Qwen2.5-1.5B: An Enhanced Base Language Model
Qwen2.5-1.5B is a 1.54 billion parameter causal language model, part of the latest Qwen2.5 series developed by the Qwen Team. This base model is built on a transformer architecture incorporating RoPE, SwiGLU, and RMSNorm, and supports a substantial context length of 32,768 tokens. It represents an advancement over Qwen2 models, focusing on enhanced capabilities across several key areas.
Key Capabilities & Improvements
- Knowledge & Reasoning: Significantly improved in general knowledge, coding, and mathematics, leveraging specialized expert models.

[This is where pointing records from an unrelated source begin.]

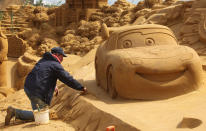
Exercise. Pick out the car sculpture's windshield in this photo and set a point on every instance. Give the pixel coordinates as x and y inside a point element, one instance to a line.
<point>133,38</point>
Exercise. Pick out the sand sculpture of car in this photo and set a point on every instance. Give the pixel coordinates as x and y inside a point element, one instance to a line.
<point>145,62</point>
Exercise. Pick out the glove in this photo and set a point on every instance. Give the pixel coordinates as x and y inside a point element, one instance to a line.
<point>56,91</point>
<point>84,92</point>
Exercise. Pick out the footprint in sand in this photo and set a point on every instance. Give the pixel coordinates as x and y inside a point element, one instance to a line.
<point>189,123</point>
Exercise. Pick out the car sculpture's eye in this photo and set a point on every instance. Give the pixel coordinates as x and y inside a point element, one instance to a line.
<point>127,44</point>
<point>150,42</point>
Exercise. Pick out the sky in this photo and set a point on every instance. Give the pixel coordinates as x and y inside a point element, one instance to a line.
<point>63,1</point>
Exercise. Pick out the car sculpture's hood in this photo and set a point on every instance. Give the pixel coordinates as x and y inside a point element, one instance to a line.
<point>157,59</point>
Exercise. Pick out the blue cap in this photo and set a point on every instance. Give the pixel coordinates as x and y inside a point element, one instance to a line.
<point>58,50</point>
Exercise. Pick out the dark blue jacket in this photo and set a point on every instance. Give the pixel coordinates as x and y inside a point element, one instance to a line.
<point>41,81</point>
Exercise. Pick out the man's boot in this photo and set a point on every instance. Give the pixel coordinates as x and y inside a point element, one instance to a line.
<point>10,114</point>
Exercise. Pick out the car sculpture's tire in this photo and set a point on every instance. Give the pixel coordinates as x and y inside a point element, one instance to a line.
<point>110,83</point>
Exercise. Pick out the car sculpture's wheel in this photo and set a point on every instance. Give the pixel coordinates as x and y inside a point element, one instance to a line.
<point>110,83</point>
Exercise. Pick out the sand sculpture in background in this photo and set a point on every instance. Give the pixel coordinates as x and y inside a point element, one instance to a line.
<point>17,46</point>
<point>4,91</point>
<point>24,65</point>
<point>149,64</point>
<point>202,28</point>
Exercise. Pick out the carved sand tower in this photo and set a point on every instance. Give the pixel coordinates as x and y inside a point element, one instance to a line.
<point>76,10</point>
<point>3,59</point>
<point>4,91</point>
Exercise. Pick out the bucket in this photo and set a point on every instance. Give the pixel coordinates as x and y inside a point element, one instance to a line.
<point>41,117</point>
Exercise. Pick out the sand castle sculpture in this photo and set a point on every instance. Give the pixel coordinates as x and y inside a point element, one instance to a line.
<point>76,10</point>
<point>144,67</point>
<point>4,91</point>
<point>24,65</point>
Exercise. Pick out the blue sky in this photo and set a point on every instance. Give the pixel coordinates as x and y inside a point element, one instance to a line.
<point>63,1</point>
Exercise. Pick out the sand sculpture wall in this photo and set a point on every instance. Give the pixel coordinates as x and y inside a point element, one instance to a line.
<point>4,91</point>
<point>17,46</point>
<point>24,66</point>
<point>72,108</point>
<point>3,58</point>
<point>76,10</point>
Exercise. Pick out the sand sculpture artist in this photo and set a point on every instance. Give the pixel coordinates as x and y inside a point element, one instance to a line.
<point>40,84</point>
<point>143,66</point>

- Instruction Following: Demonstrates enhanced instruction following, generating long texts (over 8K tokens), and understanding/generating structured data like JSON.
- Robustness: More resilient to diverse system prompts, improving role-play and chatbot condition-setting.

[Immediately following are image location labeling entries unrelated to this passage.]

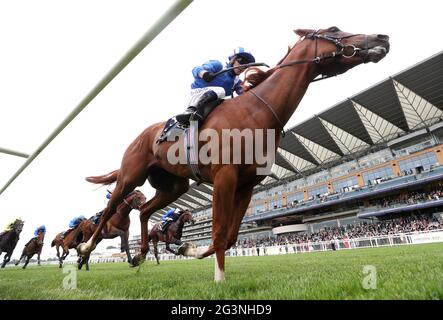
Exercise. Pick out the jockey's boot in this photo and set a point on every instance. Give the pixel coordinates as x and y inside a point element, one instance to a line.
<point>204,107</point>
<point>183,118</point>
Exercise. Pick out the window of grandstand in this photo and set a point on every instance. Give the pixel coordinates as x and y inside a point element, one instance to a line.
<point>258,208</point>
<point>275,203</point>
<point>295,198</point>
<point>376,158</point>
<point>345,185</point>
<point>344,169</point>
<point>318,177</point>
<point>414,147</point>
<point>423,161</point>
<point>377,175</point>
<point>319,191</point>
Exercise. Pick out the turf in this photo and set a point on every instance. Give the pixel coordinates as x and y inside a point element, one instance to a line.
<point>404,272</point>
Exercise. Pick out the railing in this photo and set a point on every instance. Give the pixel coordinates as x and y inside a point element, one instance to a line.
<point>296,248</point>
<point>342,244</point>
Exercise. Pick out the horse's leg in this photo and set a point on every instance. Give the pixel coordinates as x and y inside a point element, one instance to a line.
<point>60,261</point>
<point>27,261</point>
<point>225,184</point>
<point>155,251</point>
<point>242,200</point>
<point>173,188</point>
<point>125,239</point>
<point>120,192</point>
<point>168,248</point>
<point>6,259</point>
<point>19,260</point>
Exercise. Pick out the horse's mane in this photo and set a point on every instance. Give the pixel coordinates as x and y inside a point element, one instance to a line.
<point>254,76</point>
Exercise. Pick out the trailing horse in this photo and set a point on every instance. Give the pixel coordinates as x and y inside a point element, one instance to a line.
<point>9,239</point>
<point>270,101</point>
<point>70,240</point>
<point>117,226</point>
<point>172,235</point>
<point>34,246</point>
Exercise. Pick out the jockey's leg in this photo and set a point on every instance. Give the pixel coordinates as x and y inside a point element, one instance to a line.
<point>200,97</point>
<point>203,109</point>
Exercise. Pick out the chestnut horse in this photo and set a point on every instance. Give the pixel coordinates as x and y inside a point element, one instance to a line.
<point>9,239</point>
<point>34,246</point>
<point>117,226</point>
<point>270,101</point>
<point>71,240</point>
<point>173,233</point>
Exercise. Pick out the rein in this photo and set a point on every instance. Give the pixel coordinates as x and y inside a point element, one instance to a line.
<point>342,51</point>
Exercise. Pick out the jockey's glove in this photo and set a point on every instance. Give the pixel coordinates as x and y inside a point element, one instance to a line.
<point>208,76</point>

- Long-Context Support: Capable of processing up to 128K tokens and generating up to 8K tokens.
- Multilingual Support: Provides support for over 29 languages, including major global languages.
Intended Use
This repository contains the base Qwen2.5-1.5B model, which is primarily intended for further fine-tuning. It is not recommended for direct conversational use without additional post-training steps such as Supervised Fine-Tuning (SFT), Reinforcement Learning from Human Feedback (RLHF), or continued pretraining. Developers can leverage this robust base model for building specialized applications requiring strong foundational language understanding and generation capabilities.